New research shows artificial intelligence can spot COVID-19 in a patient’s lungs, similar to facial recognition. According to researchers at Johns Hopkins University, AI can detect the virus in lung ultrasound images.

The discovery brings medical professionals closer than ever to quickly diagnosing COVID and other pulmonary diseases using algorithms. These algorithms sift through a significant amount of ultrasound images to spot signs of diseases.

Illustration of COVID-19 in the lungs

Ongoing Efforts

Researchers began their study in the early days of the pandemic when clinicians needed tools to relieve overwhelmed emergency rooms. Senior author of the study Muyinatu Bell said, “We developed this automated detection tool to help doctors in emergency settings with high caseloads of patients who need to be diagnosed quickly and accurately.”

Bell is also an associate professor at Johns Hopkins University. He said using artificial intelligence to detect certain diseases like COVID-19 holds potential. “Potentially, we want to have wireless devices that patients can use at home to monitor progression of COVID-19, too.” In addition, researchers say there is potential outside of COVID-19.

Like COVID-19, the AI tools show potential for wearables that track diseases like congestive heart failure that could lead to an overload of fluids in a patient’s lungs. This is according to the co-author and assistant professor at Johns Hopkins University Tiffany Fong. Fond said, “What we are doing here with AI tools is the next big frontier for point of care.” She continued, “An ideal use case would be wearable ultrasound patches that monitor fluid buildup and let patients know when they need a medication adjustment or when they need to see a doctor.”


AI Analyzing Images

Researchers combine computer-generated images and real ultrasound images from patients and AI analyzes them to spot features known as B-lines.
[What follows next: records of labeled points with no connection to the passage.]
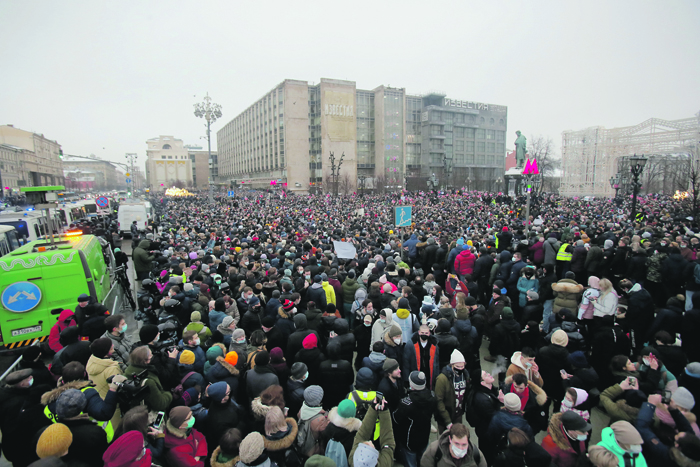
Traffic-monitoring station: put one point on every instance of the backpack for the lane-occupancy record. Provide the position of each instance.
(179, 389)
(336, 452)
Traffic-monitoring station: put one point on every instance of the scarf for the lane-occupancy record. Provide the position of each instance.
(523, 397)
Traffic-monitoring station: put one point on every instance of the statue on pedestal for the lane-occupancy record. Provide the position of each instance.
(520, 150)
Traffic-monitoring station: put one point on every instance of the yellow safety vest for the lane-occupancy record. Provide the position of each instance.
(107, 426)
(562, 255)
(368, 396)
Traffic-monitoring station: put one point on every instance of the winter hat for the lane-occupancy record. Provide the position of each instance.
(693, 369)
(560, 338)
(54, 441)
(148, 332)
(237, 334)
(456, 357)
(101, 347)
(683, 398)
(299, 369)
(310, 341)
(313, 395)
(189, 396)
(226, 322)
(251, 447)
(390, 365)
(365, 456)
(231, 358)
(276, 355)
(187, 357)
(347, 409)
(574, 422)
(417, 380)
(217, 391)
(262, 358)
(512, 402)
(626, 433)
(70, 404)
(578, 359)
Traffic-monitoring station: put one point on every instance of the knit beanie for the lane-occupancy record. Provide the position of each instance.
(310, 341)
(512, 402)
(101, 347)
(54, 441)
(416, 380)
(187, 357)
(178, 415)
(251, 447)
(347, 409)
(147, 333)
(457, 357)
(560, 338)
(231, 358)
(313, 396)
(262, 358)
(683, 398)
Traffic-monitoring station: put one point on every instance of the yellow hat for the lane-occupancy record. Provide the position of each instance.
(54, 441)
(187, 357)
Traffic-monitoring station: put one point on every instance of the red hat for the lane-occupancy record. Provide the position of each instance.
(310, 341)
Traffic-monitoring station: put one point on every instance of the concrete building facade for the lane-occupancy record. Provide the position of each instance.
(387, 138)
(39, 157)
(167, 164)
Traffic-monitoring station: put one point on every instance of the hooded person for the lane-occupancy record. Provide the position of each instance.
(622, 439)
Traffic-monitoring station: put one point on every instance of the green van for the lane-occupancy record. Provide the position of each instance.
(38, 281)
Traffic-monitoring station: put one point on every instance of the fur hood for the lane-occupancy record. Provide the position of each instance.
(568, 286)
(52, 396)
(176, 432)
(284, 443)
(350, 424)
(259, 409)
(559, 438)
(540, 395)
(216, 453)
(230, 368)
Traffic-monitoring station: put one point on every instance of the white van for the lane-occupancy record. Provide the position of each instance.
(129, 213)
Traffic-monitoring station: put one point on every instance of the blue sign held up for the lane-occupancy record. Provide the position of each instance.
(21, 297)
(402, 216)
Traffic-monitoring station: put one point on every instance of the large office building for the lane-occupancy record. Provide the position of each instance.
(386, 138)
(168, 163)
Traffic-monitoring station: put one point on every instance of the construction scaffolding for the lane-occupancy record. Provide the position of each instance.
(591, 156)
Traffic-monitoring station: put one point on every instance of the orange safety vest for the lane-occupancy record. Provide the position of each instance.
(429, 373)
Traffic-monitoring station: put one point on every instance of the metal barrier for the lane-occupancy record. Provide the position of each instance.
(12, 367)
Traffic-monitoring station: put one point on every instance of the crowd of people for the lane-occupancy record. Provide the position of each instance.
(466, 327)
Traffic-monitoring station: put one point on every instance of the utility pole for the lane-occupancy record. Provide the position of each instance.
(209, 111)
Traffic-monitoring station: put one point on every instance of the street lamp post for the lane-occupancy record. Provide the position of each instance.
(335, 171)
(637, 164)
(209, 111)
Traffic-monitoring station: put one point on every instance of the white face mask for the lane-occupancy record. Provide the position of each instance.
(459, 453)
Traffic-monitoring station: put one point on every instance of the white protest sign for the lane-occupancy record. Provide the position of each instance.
(344, 250)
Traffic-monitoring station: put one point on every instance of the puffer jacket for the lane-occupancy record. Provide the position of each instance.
(567, 294)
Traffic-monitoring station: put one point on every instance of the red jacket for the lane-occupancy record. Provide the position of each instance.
(464, 263)
(182, 449)
(65, 320)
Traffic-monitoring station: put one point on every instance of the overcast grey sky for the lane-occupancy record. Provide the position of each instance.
(103, 77)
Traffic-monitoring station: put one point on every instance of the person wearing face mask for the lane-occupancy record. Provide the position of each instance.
(453, 448)
(566, 438)
(422, 354)
(622, 439)
(184, 445)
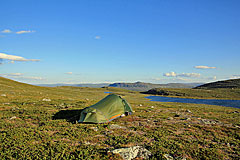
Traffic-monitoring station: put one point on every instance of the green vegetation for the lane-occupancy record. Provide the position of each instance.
(37, 123)
(218, 93)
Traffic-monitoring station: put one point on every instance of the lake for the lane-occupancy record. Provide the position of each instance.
(225, 103)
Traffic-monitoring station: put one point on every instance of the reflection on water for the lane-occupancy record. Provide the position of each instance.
(226, 103)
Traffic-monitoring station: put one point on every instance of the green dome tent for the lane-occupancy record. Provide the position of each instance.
(106, 110)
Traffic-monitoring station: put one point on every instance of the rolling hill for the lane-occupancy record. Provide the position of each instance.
(231, 83)
(141, 86)
(39, 123)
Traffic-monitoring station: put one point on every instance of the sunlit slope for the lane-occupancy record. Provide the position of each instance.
(10, 90)
(232, 84)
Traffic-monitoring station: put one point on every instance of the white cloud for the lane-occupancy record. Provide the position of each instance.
(21, 76)
(97, 37)
(235, 77)
(15, 58)
(204, 67)
(174, 74)
(6, 31)
(170, 74)
(189, 75)
(22, 32)
(15, 74)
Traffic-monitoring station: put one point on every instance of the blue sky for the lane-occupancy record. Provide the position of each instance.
(93, 41)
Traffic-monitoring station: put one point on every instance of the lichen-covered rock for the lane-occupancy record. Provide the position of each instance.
(133, 152)
(115, 126)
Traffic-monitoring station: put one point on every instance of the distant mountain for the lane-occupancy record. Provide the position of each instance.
(141, 86)
(232, 83)
(91, 85)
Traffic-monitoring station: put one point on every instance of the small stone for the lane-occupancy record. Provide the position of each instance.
(133, 152)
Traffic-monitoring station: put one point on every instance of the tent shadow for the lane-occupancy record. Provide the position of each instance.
(69, 115)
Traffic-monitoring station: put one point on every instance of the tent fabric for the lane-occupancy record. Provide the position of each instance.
(106, 110)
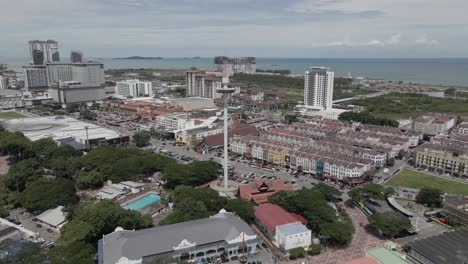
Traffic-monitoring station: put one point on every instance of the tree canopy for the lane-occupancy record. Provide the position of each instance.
(431, 197)
(389, 224)
(321, 217)
(89, 223)
(367, 118)
(192, 174)
(44, 194)
(141, 139)
(195, 203)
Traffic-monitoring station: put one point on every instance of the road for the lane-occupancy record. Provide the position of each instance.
(239, 168)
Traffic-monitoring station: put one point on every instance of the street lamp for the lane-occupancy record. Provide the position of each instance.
(225, 91)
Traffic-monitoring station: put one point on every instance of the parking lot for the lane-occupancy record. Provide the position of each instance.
(28, 223)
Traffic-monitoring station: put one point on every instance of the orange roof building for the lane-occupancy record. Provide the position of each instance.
(259, 190)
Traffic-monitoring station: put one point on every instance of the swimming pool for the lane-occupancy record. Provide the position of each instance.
(143, 202)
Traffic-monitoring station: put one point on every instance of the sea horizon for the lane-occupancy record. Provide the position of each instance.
(435, 71)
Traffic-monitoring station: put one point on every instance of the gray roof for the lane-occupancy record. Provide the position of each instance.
(54, 217)
(292, 229)
(450, 247)
(134, 245)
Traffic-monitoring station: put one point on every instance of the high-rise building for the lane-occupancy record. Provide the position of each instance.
(134, 88)
(76, 56)
(318, 87)
(71, 92)
(203, 84)
(231, 66)
(42, 52)
(35, 78)
(90, 74)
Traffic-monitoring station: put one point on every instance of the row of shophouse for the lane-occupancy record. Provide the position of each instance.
(326, 148)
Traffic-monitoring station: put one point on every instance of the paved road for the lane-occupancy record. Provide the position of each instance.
(362, 241)
(240, 168)
(31, 225)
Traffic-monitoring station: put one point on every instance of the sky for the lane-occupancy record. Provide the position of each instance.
(261, 28)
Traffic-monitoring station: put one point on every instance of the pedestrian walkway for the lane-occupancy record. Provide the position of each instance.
(362, 241)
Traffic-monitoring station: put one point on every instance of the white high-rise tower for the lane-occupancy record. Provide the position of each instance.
(318, 87)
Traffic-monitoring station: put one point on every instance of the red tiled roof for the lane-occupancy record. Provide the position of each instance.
(272, 215)
(362, 260)
(239, 129)
(258, 191)
(443, 119)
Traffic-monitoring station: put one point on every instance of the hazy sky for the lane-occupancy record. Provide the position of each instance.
(262, 28)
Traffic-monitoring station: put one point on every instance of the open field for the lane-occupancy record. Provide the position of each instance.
(418, 180)
(9, 115)
(396, 105)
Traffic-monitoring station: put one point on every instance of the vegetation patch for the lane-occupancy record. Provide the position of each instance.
(419, 180)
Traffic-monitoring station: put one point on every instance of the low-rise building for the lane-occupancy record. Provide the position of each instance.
(287, 230)
(133, 88)
(65, 131)
(444, 155)
(224, 236)
(434, 124)
(71, 92)
(456, 207)
(53, 218)
(259, 190)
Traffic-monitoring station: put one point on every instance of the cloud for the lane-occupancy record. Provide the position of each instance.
(180, 28)
(425, 41)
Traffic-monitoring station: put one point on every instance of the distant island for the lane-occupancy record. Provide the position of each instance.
(139, 58)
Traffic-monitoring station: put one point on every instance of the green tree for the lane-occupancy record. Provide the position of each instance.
(74, 253)
(141, 139)
(88, 114)
(430, 197)
(337, 233)
(389, 224)
(329, 192)
(296, 253)
(89, 180)
(91, 222)
(23, 172)
(314, 249)
(44, 194)
(193, 174)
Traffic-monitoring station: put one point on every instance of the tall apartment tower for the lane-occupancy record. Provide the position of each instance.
(76, 56)
(318, 87)
(42, 52)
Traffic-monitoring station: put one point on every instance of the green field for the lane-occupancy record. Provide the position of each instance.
(418, 180)
(396, 105)
(9, 115)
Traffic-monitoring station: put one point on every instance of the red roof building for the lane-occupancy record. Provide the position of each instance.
(215, 141)
(259, 190)
(272, 215)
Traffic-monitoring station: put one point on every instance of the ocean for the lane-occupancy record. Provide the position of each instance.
(443, 71)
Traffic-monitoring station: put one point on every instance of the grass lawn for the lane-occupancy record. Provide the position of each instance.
(418, 180)
(9, 115)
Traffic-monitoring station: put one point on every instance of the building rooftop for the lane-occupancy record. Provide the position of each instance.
(134, 245)
(363, 260)
(259, 190)
(272, 215)
(58, 128)
(53, 217)
(449, 247)
(292, 228)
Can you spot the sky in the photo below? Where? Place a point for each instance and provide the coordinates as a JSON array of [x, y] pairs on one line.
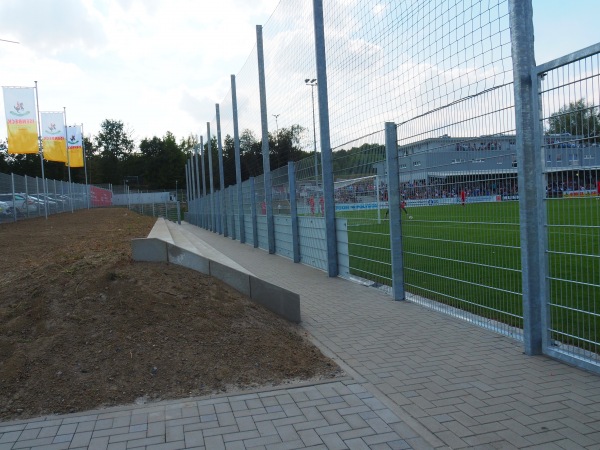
[[161, 65]]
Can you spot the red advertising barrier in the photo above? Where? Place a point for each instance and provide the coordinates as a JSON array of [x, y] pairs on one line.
[[100, 197]]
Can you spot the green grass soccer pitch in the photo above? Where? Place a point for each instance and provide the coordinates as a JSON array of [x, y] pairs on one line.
[[470, 258]]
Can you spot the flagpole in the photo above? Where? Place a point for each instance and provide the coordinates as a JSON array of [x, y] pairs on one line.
[[41, 152], [68, 156], [85, 166]]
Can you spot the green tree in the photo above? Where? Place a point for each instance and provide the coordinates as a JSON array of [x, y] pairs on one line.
[[163, 162], [114, 145], [577, 118]]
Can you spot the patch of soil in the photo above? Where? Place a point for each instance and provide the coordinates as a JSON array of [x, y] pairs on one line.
[[82, 326]]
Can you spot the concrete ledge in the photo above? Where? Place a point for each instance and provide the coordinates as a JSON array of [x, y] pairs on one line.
[[160, 246], [238, 280], [186, 258], [281, 301], [160, 230], [149, 249]]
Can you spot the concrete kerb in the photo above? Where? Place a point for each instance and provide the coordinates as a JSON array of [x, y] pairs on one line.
[[161, 248]]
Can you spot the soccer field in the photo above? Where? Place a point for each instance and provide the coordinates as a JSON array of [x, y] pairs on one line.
[[470, 258]]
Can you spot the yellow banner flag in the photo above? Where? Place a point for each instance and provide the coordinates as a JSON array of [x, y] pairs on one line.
[[21, 123], [74, 144], [53, 136]]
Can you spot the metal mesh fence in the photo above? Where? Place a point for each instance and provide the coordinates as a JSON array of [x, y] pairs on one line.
[[443, 73], [570, 101]]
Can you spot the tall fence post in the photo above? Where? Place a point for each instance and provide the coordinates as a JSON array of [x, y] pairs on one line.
[[187, 196], [265, 140], [254, 218], [391, 154], [326, 158], [232, 212], [204, 197], [532, 212], [197, 186], [221, 174], [238, 164], [293, 211], [211, 177]]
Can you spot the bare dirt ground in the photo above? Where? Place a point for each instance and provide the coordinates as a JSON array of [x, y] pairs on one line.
[[82, 326]]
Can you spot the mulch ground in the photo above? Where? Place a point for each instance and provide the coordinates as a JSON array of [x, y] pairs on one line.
[[82, 326]]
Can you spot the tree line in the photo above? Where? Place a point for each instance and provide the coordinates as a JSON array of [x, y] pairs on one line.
[[158, 163]]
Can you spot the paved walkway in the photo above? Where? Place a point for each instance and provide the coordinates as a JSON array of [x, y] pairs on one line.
[[416, 379]]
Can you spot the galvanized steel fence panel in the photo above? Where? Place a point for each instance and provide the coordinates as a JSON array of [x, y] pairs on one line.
[[443, 73], [569, 98]]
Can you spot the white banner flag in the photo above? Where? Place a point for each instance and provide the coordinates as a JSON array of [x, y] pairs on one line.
[[21, 119], [75, 145]]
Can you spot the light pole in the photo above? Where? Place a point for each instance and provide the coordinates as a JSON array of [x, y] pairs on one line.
[[312, 83], [277, 125]]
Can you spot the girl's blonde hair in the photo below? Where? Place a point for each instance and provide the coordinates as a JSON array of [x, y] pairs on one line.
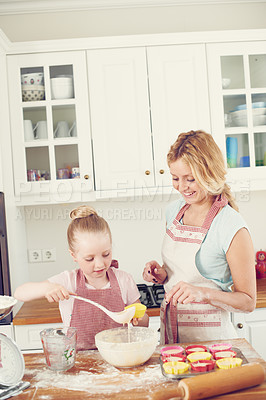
[[85, 219], [200, 152]]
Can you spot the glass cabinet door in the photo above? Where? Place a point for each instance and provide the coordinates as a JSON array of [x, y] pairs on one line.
[[237, 81], [243, 80], [51, 126]]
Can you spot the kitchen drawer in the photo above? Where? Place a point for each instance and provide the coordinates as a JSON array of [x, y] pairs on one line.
[[27, 337], [7, 330]]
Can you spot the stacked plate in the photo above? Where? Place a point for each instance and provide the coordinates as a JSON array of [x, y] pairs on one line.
[[239, 114], [32, 85]]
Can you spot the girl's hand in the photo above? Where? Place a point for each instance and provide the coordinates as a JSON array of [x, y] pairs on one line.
[[153, 272], [57, 292], [185, 293]]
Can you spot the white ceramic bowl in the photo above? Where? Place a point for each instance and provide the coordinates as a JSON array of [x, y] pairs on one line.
[[35, 78], [6, 305], [115, 348], [62, 87], [32, 92], [226, 82]]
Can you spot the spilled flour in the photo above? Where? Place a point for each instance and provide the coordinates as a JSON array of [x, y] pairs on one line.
[[112, 380]]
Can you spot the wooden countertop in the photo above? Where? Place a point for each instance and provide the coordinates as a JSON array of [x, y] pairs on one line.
[[42, 312], [92, 378]]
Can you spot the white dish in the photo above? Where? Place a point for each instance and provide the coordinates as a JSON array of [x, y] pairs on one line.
[[35, 78], [32, 93], [115, 348]]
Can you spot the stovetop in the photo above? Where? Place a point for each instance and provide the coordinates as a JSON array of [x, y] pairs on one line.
[[151, 295]]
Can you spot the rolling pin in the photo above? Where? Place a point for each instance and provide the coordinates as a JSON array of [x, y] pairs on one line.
[[214, 383]]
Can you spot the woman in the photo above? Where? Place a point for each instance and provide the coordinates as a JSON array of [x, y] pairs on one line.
[[208, 258]]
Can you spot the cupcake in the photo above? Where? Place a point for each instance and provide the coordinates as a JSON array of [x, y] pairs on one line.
[[181, 358], [226, 363], [194, 349], [175, 367], [199, 355], [224, 354], [220, 347], [172, 351], [202, 365]]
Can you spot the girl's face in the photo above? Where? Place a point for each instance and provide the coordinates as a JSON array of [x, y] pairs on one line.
[[93, 253], [184, 182]]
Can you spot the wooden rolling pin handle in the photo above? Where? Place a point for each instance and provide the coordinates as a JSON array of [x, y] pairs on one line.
[[215, 383], [222, 381]]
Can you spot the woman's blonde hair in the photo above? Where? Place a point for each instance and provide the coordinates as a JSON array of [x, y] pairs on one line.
[[85, 219], [200, 152]]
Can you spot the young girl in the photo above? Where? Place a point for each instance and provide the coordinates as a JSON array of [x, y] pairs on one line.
[[97, 278]]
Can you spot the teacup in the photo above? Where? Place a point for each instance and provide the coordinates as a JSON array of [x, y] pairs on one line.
[[41, 130], [62, 130], [28, 130]]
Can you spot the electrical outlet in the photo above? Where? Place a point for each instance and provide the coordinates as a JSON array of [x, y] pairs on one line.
[[48, 255], [35, 255]]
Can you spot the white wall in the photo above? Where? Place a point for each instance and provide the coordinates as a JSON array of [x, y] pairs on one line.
[[128, 21], [137, 227]]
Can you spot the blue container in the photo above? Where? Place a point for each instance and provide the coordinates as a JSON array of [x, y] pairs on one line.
[[231, 151], [244, 162]]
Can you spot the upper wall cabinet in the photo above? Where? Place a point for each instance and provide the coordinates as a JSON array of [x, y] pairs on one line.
[[140, 100], [120, 119], [237, 77], [179, 98], [50, 125]]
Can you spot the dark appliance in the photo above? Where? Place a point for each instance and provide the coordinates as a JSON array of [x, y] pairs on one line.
[[4, 265], [151, 295]]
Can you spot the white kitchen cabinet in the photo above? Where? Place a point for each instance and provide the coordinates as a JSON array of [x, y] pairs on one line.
[[252, 327], [120, 118], [7, 330], [43, 164], [138, 108], [179, 99], [237, 79], [27, 337]]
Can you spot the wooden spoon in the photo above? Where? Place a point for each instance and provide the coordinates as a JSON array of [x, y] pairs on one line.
[[122, 317]]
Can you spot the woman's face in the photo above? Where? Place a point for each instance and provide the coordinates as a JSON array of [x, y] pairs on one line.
[[184, 182], [93, 253]]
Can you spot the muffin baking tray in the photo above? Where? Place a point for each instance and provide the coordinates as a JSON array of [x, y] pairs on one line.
[[191, 373]]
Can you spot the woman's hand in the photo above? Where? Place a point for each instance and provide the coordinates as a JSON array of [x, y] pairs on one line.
[[57, 292], [153, 272], [185, 293]]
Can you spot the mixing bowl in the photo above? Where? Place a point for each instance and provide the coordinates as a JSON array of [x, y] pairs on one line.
[[123, 347]]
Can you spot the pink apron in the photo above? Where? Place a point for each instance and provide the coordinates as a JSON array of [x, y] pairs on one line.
[[196, 321], [89, 319]]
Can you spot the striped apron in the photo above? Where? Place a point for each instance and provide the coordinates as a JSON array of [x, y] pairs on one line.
[[89, 319], [197, 321]]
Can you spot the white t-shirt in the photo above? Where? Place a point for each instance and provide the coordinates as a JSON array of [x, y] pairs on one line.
[[128, 287]]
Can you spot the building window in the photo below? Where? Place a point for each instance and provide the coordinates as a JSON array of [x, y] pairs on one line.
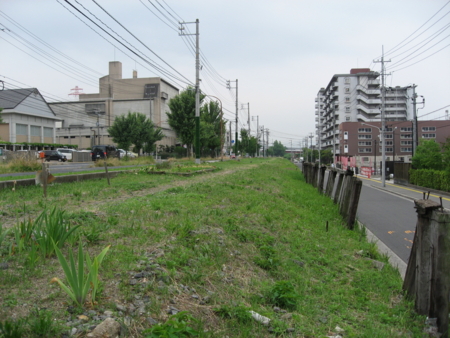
[[48, 132], [35, 131], [21, 129], [364, 130]]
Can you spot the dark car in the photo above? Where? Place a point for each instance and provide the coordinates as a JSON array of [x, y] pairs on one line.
[[104, 151], [54, 155]]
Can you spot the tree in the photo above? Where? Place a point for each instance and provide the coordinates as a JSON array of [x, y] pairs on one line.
[[278, 149], [428, 155], [210, 127], [446, 154], [181, 117], [135, 129]]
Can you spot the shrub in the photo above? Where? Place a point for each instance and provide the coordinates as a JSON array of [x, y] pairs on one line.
[[283, 294]]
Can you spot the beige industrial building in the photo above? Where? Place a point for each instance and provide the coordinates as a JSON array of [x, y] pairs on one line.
[[85, 122]]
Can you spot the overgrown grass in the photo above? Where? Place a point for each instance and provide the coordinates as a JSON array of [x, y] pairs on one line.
[[251, 236]]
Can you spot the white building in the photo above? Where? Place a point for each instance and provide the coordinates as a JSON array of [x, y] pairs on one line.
[[356, 97], [85, 122], [27, 117]]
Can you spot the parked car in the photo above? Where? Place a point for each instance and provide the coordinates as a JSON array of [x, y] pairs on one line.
[[103, 152], [123, 153], [67, 152], [54, 155]]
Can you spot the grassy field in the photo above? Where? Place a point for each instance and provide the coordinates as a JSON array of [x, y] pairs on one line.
[[249, 236]]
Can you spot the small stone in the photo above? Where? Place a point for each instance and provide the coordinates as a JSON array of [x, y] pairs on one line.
[[108, 313], [83, 318], [286, 316], [121, 308], [152, 321], [338, 329]]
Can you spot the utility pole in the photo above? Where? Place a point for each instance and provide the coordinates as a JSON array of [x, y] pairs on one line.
[[257, 134], [414, 122], [262, 131], [383, 120], [237, 110], [197, 86]]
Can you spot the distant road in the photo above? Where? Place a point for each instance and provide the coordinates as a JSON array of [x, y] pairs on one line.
[[60, 168]]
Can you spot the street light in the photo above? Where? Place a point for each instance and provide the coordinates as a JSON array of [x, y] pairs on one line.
[[383, 154]]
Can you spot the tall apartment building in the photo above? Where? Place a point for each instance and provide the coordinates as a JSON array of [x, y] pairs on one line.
[[85, 122], [356, 97]]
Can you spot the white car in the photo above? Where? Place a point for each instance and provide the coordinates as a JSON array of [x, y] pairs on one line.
[[123, 153], [66, 152]]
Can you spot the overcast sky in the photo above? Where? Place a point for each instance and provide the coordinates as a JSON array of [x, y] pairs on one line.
[[282, 52]]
These features appear as bright, vertical abnormalities that indicate inflammation in patients with pulmonary complications.

A doctor checks a patient’s lungs with an ultrasound

“We had to model the physics of ultrasound and acoustic wave propagation well enough in order to get believable simulated images,” Bell said. “Then we had to take it a step further to train our computer models to use these simulated data to reliably interpret real scans from patients with affected lungs.”

AI Then and Now

Researchers struggled to use AI in the early stages of the pandemic. Bell said they lacked enough data and were only beginning to understand how COVID-19 manifests inside a patient’s body. Bell and her team developed software that learns from a mixture of real and simulated data. Then, they distinguish abnormalities in the images to determine if someone contracted COVID. The type of AI software they developed acts like interconnected neurons that allow the brain to recognize patterns and understand speech.

Because of the lack of data in the early stages of the pandemic, the study’s first author Lingyi Zhao said, “Our deep neural networks never reached peak performance.” Zhao said, “Now, we are proving that with computer-generated datasets we still can achieve a high degree of accuracy in evaluating and detecting these COVID-19 features.”